E hoje, as gravações vazadas pelo Jornal Intercep Brasil, são provas inapropriadas, por terem sido “hakeadas”, e ainda, sua legitimidade questionada pelo Moro e Dallagnol, não valem como prova.

A questão é que fatos correlatos, acontecidos anteriormente com integrantes de outra corrente política, a dita esquerda, foram autorizadas e, sobretudo, geraram declarações, do próprio Moro, que tornaram legais os vazamentos telefônicos do ex-presidente Lula da Silva e da ex-presidente Dilma Russeff.

Sérgio Moro: “não importa como foi conseguida as gravações. O que importa mesmo é o conteúdo das gravações, que são incriminadoras e verídicas”, foi o posicionamento de Moro, quando Juiz da Lava Jato.

E o Brasil, hoje se reduz a um único problema, “Déficit da Previdência”. Uma Previdência deficitária, não pelas pensões e auxílios doenças que se paga aos pobres mortais trabalhadores de salários mínimos ou até cinco salários. Contudo, as aposentadorias especiais, como também, a inadimplência de grandes empresas, comprovadamente, são as mazelas deste déficit na Previdência Pública.

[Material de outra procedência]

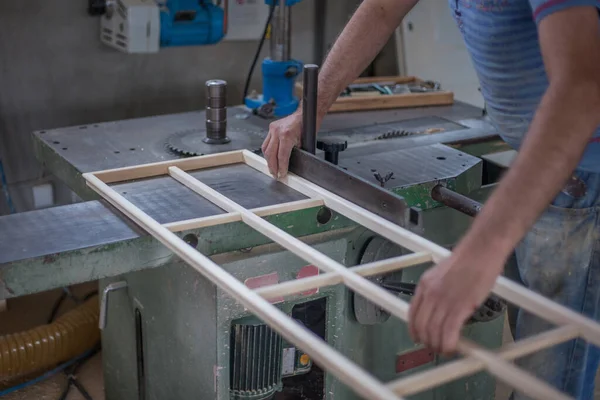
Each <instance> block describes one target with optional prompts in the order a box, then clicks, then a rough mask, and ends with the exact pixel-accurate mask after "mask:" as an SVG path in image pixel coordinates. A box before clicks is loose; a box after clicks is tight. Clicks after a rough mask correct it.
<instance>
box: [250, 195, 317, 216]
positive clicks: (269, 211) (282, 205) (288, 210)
mask: <svg viewBox="0 0 600 400" xmlns="http://www.w3.org/2000/svg"><path fill="white" fill-rule="evenodd" d="M324 204H325V202H324V201H323V200H321V199H302V200H296V201H290V202H288V203H280V204H273V205H271V206H265V207H259V208H253V209H251V210H250V211H252V212H253V213H254V214H256V215H258V216H259V217H266V216H269V215H274V214H280V213H285V212H291V211H298V210H305V209H307V208H313V207H321V206H323V205H324Z"/></svg>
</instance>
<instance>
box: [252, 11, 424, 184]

Outra prova, nesse governo, que o pau que bate em Chico não bate no seu Francisco.

E o Brasil, dos brasileiros e brasileiras para onde está indo? É simples, muitos dizem que não está indo a lugar algum.

Ficamos nessa discussão de direita faz e a esquerda rouba, de interesses políticos que não contemplam os que frequentam ônibus, filas do INSS, escolas públicas, hospitais da rede pública, dos que “desfrutam” um salário desemprego, tampouco dos desempregados, são prioritariamente discutidos e tramitado para a consecução dessas políticas públicas que tanto a população de baixa renda, que soma 90% dos brasileiros, espera. São promessas de grupos políticos tanto da direita, do centro, e da esquerda. Nada se consome hoje em dia. As sessões de acusações continuam durante esses seis meses de governo, e que para alguns, é simplesmente desgoverno.

Uma coisa é clara, enquanto continuarmos nos acusando, esse pau que bate em Francisco, vai seguir batendo só no Chico. Infelizmente!